Where the infrastructure lives

  • src/raitap/utils/log.py_RaitapLog class + raitap_log singleton. Owns the thread-local diagnostic queue bridging warnings.formatwarning to the rich handler.

  • src/raitap/utils/diagnostics.pyModule enum + frame-walking classifier + third-party library detection. The library set is auto-populated by _register_core from each @register_*_adapter(..., library="...") decoration and stored at raitap._adapters.THIRD_PARTY_LIBS (grouped by adapter family).

  • src/raitap/utils/errors.pyRaitapError / AdapterError, traceback-walking diagnostic resolver, rethrow context manager.

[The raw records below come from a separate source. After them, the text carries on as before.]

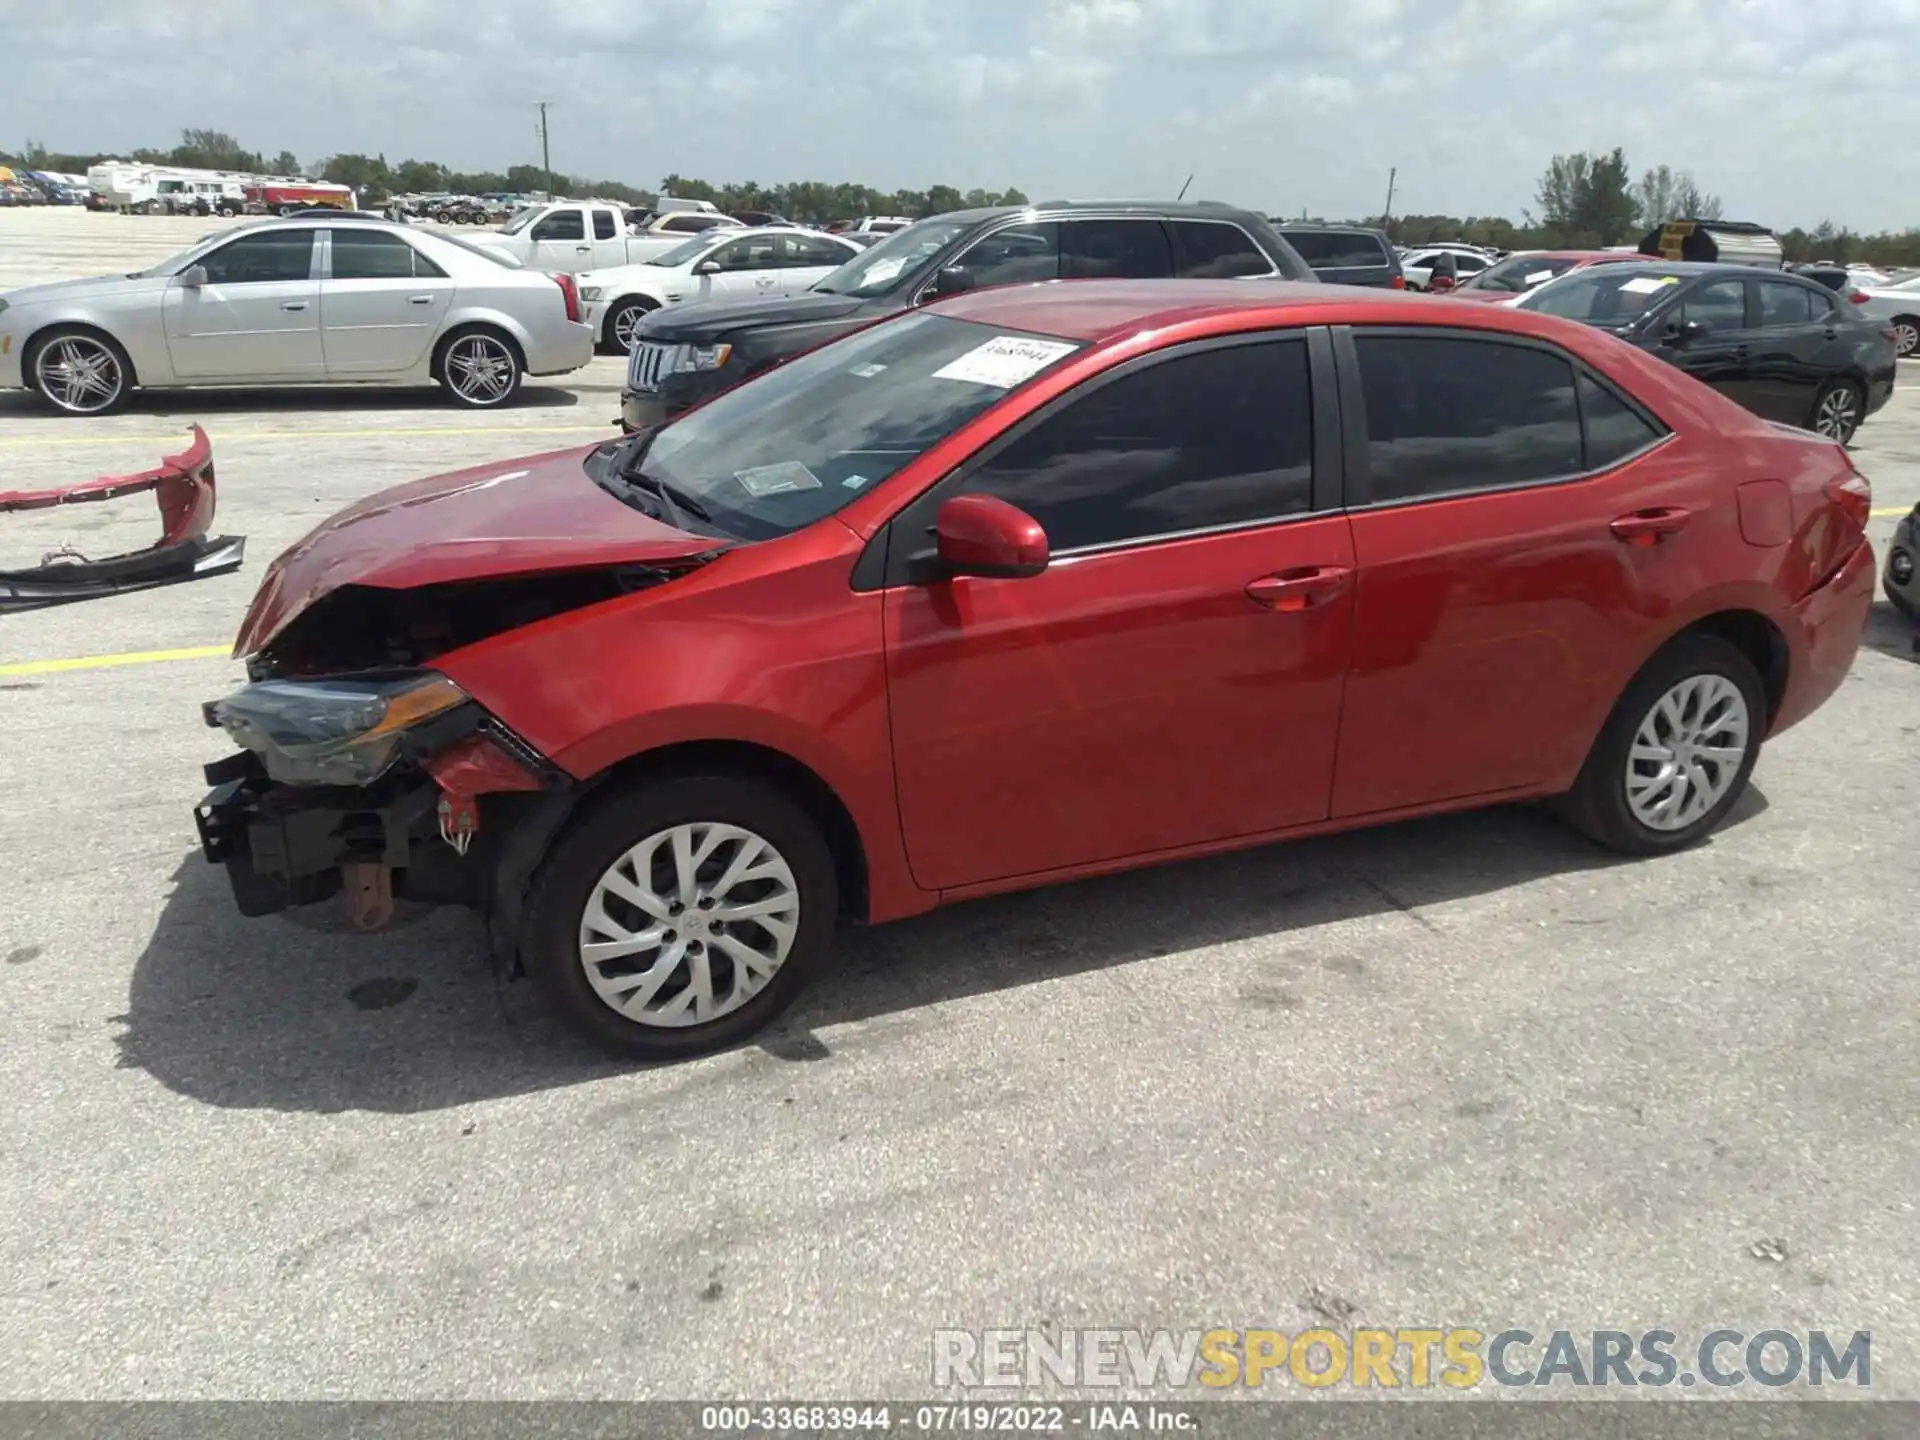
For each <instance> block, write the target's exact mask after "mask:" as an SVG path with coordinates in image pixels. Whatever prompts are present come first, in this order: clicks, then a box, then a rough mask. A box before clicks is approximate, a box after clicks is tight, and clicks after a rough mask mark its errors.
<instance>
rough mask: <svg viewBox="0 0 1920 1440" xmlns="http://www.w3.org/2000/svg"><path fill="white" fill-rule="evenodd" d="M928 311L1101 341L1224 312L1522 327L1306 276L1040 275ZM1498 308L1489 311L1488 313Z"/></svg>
mask: <svg viewBox="0 0 1920 1440" xmlns="http://www.w3.org/2000/svg"><path fill="white" fill-rule="evenodd" d="M927 309H933V311H937V313H941V315H950V317H952V319H956V321H972V323H975V324H991V326H998V328H1006V330H1033V332H1037V334H1050V336H1058V338H1062V340H1079V342H1085V344H1094V346H1098V344H1106V342H1112V340H1121V338H1125V336H1131V334H1137V332H1140V330H1160V328H1167V326H1175V324H1192V323H1196V321H1208V319H1219V317H1229V315H1271V313H1275V311H1300V313H1302V315H1300V321H1298V323H1300V324H1313V323H1334V321H1338V323H1346V321H1377V323H1382V324H1402V323H1405V321H1409V319H1413V317H1421V319H1430V317H1440V319H1444V321H1450V323H1461V324H1476V326H1482V328H1515V330H1528V332H1530V328H1528V326H1523V324H1511V323H1507V321H1501V319H1500V317H1503V315H1507V313H1509V311H1505V307H1486V305H1473V303H1467V301H1455V300H1442V298H1436V296H1423V294H1419V292H1407V290H1373V288H1357V286H1348V284H1313V282H1308V280H1265V278H1261V280H1041V282H1035V284H1008V286H991V288H987V290H973V292H966V294H960V296H952V298H948V300H941V301H935V303H933V305H929V307H927ZM1490 309H1492V311H1496V313H1492V315H1490V313H1488V311H1490Z"/></svg>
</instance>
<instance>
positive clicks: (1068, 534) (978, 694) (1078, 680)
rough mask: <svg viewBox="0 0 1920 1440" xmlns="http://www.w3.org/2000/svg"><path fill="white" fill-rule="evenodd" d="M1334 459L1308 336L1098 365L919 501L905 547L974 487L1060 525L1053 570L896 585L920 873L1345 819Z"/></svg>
mask: <svg viewBox="0 0 1920 1440" xmlns="http://www.w3.org/2000/svg"><path fill="white" fill-rule="evenodd" d="M956 384H972V382H970V380H956ZM1313 468H1315V467H1313V403H1311V384H1309V363H1308V346H1306V340H1304V338H1302V336H1300V334H1290V336H1284V338H1261V340H1258V342H1254V344H1233V346H1212V348H1192V349H1187V351H1181V353H1177V355H1169V357H1158V359H1154V361H1150V363H1146V365H1142V367H1139V369H1131V371H1127V372H1123V374H1117V376H1114V378H1106V376H1102V378H1096V380H1091V382H1089V386H1087V388H1083V390H1079V392H1075V394H1071V396H1068V397H1066V399H1064V401H1062V403H1058V405H1056V407H1050V409H1048V413H1046V415H1044V417H1043V419H1039V420H1037V422H1029V424H1027V426H1023V428H1021V432H1020V434H1016V436H1014V438H1012V440H1010V442H1008V444H1004V445H1000V447H991V449H989V451H987V453H985V455H983V457H981V459H979V461H977V463H973V465H970V467H966V468H964V470H962V472H960V474H958V476H954V478H950V480H948V482H947V484H943V486H939V488H935V492H931V493H929V495H927V497H924V499H920V501H916V503H914V505H910V507H908V509H906V511H904V513H902V515H900V516H897V518H895V522H893V528H891V541H889V543H891V547H893V563H895V564H897V563H899V561H900V557H902V553H904V551H908V549H912V547H918V545H924V543H925V528H927V526H929V524H931V518H933V511H935V509H937V505H939V501H941V499H945V497H947V495H952V493H964V492H981V493H991V495H998V497H1002V499H1006V501H1010V503H1012V505H1018V507H1020V509H1023V511H1027V513H1029V515H1031V516H1035V518H1037V520H1039V522H1041V526H1043V528H1044V530H1046V534H1048V540H1050V543H1052V547H1054V563H1052V564H1050V568H1048V570H1044V572H1043V574H1039V576H1035V578H1029V580H981V578H960V580H941V582H933V584H920V586H914V584H893V586H891V588H889V591H887V605H885V643H887V685H889V703H891V714H893V747H895V774H897V785H899V803H900V822H902V828H904V835H906V852H908V862H910V864H912V872H914V877H916V879H918V883H922V885H925V887H929V889H952V887H964V885H977V883H989V881H995V879H1004V877H1012V876H1035V874H1043V872H1052V870H1064V868H1071V866H1081V864H1092V862H1102V860H1116V858H1123V856H1144V854H1152V852H1158V851H1169V849H1179V847H1188V845H1204V843H1208V841H1223V839H1231V837H1240V835H1256V833H1261V831H1271V829H1281V828H1288V826H1300V824H1311V822H1317V820H1325V816H1327V804H1329V785H1331V778H1332V756H1334V739H1336V732H1338V720H1340V689H1342V684H1344V672H1346V660H1348V626H1350V618H1352V588H1350V578H1352V566H1354V551H1352V540H1350V532H1348V522H1346V516H1342V515H1338V513H1331V511H1315V509H1313ZM891 578H895V580H899V578H902V576H900V574H899V572H895V574H893V576H891Z"/></svg>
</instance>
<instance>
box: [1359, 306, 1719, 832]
mask: <svg viewBox="0 0 1920 1440" xmlns="http://www.w3.org/2000/svg"><path fill="white" fill-rule="evenodd" d="M1334 348H1336V353H1338V357H1340V361H1342V415H1344V417H1352V419H1348V424H1350V430H1348V436H1350V438H1354V434H1356V432H1354V428H1352V426H1359V434H1361V436H1363V440H1357V442H1356V444H1352V445H1350V447H1348V451H1346V453H1348V470H1346V492H1348V503H1350V516H1352V524H1354V555H1356V568H1357V586H1356V601H1354V664H1352V672H1350V674H1348V684H1346V705H1344V712H1342V724H1340V756H1338V764H1336V768H1334V787H1332V814H1334V818H1354V816H1365V814H1380V812H1392V810H1405V808H1415V806H1425V804H1434V803H1444V801H1453V799H1465V797H1498V795H1501V793H1515V791H1524V789H1538V787H1542V785H1561V783H1571V780H1572V774H1574V772H1576V770H1578V766H1580V762H1582V760H1584V755H1586V747H1588V743H1590V741H1592V737H1594V733H1596V732H1597V728H1599V724H1601V720H1603V718H1605V714H1607V710H1609V708H1611V707H1613V703H1615V699H1617V697H1619V693H1620V687H1622V685H1624V684H1626V680H1628V678H1630V676H1632V672H1634V668H1636V666H1638V664H1640V662H1642V659H1644V657H1645V655H1647V653H1649V649H1651V643H1653V636H1655V634H1657V632H1661V626H1663V624H1665V616H1667V612H1668V609H1670V605H1672V603H1674V597H1676V595H1678V593H1686V591H1688V588H1690V586H1692V584H1697V582H1695V580H1693V570H1692V568H1690V559H1688V551H1686V545H1684V543H1678V541H1676V543H1670V545H1651V547H1640V545H1630V543H1628V541H1626V540H1622V538H1620V536H1617V534H1615V530H1613V522H1615V520H1619V518H1622V516H1628V515H1638V513H1642V511H1647V509H1659V507H1676V509H1680V511H1686V507H1688V505H1690V503H1692V492H1690V486H1692V484H1695V480H1693V476H1692V472H1690V470H1688V468H1686V467H1682V465H1676V463H1670V461H1668V457H1667V451H1668V449H1670V447H1668V445H1665V430H1663V428H1661V426H1659V422H1657V420H1655V419H1653V417H1649V415H1645V413H1642V411H1640V409H1638V407H1636V405H1632V403H1630V401H1628V399H1626V397H1624V396H1622V394H1620V392H1617V390H1613V388H1611V386H1609V384H1607V382H1603V380H1601V378H1597V376H1596V374H1592V372H1590V371H1586V369H1584V367H1580V365H1576V363H1574V361H1572V359H1571V357H1569V355H1565V353H1563V351H1559V349H1555V348H1551V346H1546V344H1540V342H1521V340H1517V338H1513V340H1509V338H1492V336H1488V334H1486V332H1446V330H1432V328H1421V330H1392V328H1384V326H1382V328H1356V330H1354V332H1352V336H1350V338H1348V332H1344V330H1342V332H1336V346H1334ZM1636 457H1638V459H1636ZM1686 520H1688V515H1684V513H1682V515H1680V516H1678V520H1674V518H1670V516H1668V518H1667V520H1663V522H1670V524H1680V526H1682V528H1684V524H1686ZM1680 540H1682V541H1684V534H1682V536H1680Z"/></svg>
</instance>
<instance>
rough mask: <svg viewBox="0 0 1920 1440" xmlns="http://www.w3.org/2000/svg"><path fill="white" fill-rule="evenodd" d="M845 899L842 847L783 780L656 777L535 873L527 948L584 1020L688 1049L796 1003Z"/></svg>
mask: <svg viewBox="0 0 1920 1440" xmlns="http://www.w3.org/2000/svg"><path fill="white" fill-rule="evenodd" d="M837 910H839V906H837V879H835V870H833V854H831V851H829V847H828V843H826V839H824V837H822V833H820V828H818V826H816V824H814V822H812V818H810V816H808V814H806V812H804V810H803V808H801V806H797V804H795V803H793V801H789V799H787V797H785V795H783V793H780V791H778V789H772V787H768V785H764V783H760V781H756V780H747V778H741V776H720V774H714V776H684V778H672V780H657V781H651V783H643V785H637V787H634V789H626V791H616V793H612V795H609V797H607V799H603V801H601V803H597V804H595V806H593V808H591V810H589V812H588V814H584V816H582V818H580V820H578V822H574V826H572V828H570V829H568V831H566V833H563V835H561V841H559V843H557V845H555V849H553V852H551V856H549V858H547V860H545V864H543V866H541V868H540V876H538V877H536V881H534V889H532V897H530V904H528V912H526V929H524V933H522V956H524V960H526V968H528V973H530V975H532V977H534V981H536V985H538V987H540V989H541V993H543V995H545V996H547V1000H549V1004H553V1008H555V1010H557V1012H559V1014H561V1018H563V1020H564V1021H566V1023H568V1025H570V1027H572V1029H576V1031H578V1033H580V1035H584V1037H586V1039H589V1041H593V1043H595V1044H599V1046H601V1048H605V1050H611V1052H614V1054H622V1056H630V1058H636V1060H678V1058H684V1056H693V1054H705V1052H710V1050H718V1048H726V1046H730V1044H737V1043H739V1041H743V1039H747V1037H749V1035H753V1033H755V1031H758V1029H760V1027H764V1025H766V1023H768V1021H772V1020H774V1016H778V1014H780V1012H781V1010H785V1008H787V1006H789V1004H791V1002H793V998H795V996H797V995H799V993H801V989H803V985H804V983H806V977H808V973H810V972H812V970H814V968H816V966H818V962H820V960H822V956H824V954H826V950H828V947H829V943H831V937H833V927H835V922H837Z"/></svg>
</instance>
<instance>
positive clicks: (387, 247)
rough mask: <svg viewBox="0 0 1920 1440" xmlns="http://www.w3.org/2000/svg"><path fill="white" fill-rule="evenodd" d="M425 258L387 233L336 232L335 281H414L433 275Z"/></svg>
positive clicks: (413, 248) (351, 231)
mask: <svg viewBox="0 0 1920 1440" xmlns="http://www.w3.org/2000/svg"><path fill="white" fill-rule="evenodd" d="M434 273H436V271H434V269H430V261H428V259H426V255H420V253H419V252H417V250H415V248H413V246H409V244H407V242H405V240H401V238H399V236H397V234H386V232H384V230H334V278H336V280H411V278H413V276H415V275H434Z"/></svg>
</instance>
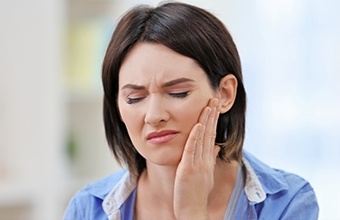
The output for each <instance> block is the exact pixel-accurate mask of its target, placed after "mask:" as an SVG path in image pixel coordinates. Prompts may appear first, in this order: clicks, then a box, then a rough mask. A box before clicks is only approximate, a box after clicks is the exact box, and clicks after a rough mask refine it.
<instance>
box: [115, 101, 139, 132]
mask: <svg viewBox="0 0 340 220" xmlns="http://www.w3.org/2000/svg"><path fill="white" fill-rule="evenodd" d="M122 102H125V101H124V100H119V101H118V109H119V112H120V117H121V120H122V121H123V122H124V124H125V126H126V128H127V130H128V132H129V134H131V132H133V131H134V130H135V129H136V128H137V127H138V123H137V122H138V120H137V119H139V118H138V117H139V116H138V111H136V110H135V109H133V108H130V107H129V106H126V104H125V103H122ZM130 136H131V135H130Z"/></svg>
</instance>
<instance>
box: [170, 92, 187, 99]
mask: <svg viewBox="0 0 340 220" xmlns="http://www.w3.org/2000/svg"><path fill="white" fill-rule="evenodd" d="M188 94H189V91H186V92H176V93H169V95H170V96H172V97H174V98H185V97H187V96H188Z"/></svg>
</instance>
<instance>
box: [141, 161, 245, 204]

  • src/raitap/utils/colour.py — two-shade palette + Rich Theme. Edit here when adding/rebalancing colours.

  • src/raitap/utils/console.pyRichHandler subclass + print_failure_panel. Calls logging.captureWarnings(True) so external sinks see warnings.

Touching that code? Expect to update src/raitap/utils/tests/test_log.py, test_diagnostics.py, test_errors.py, test_console_errors.py.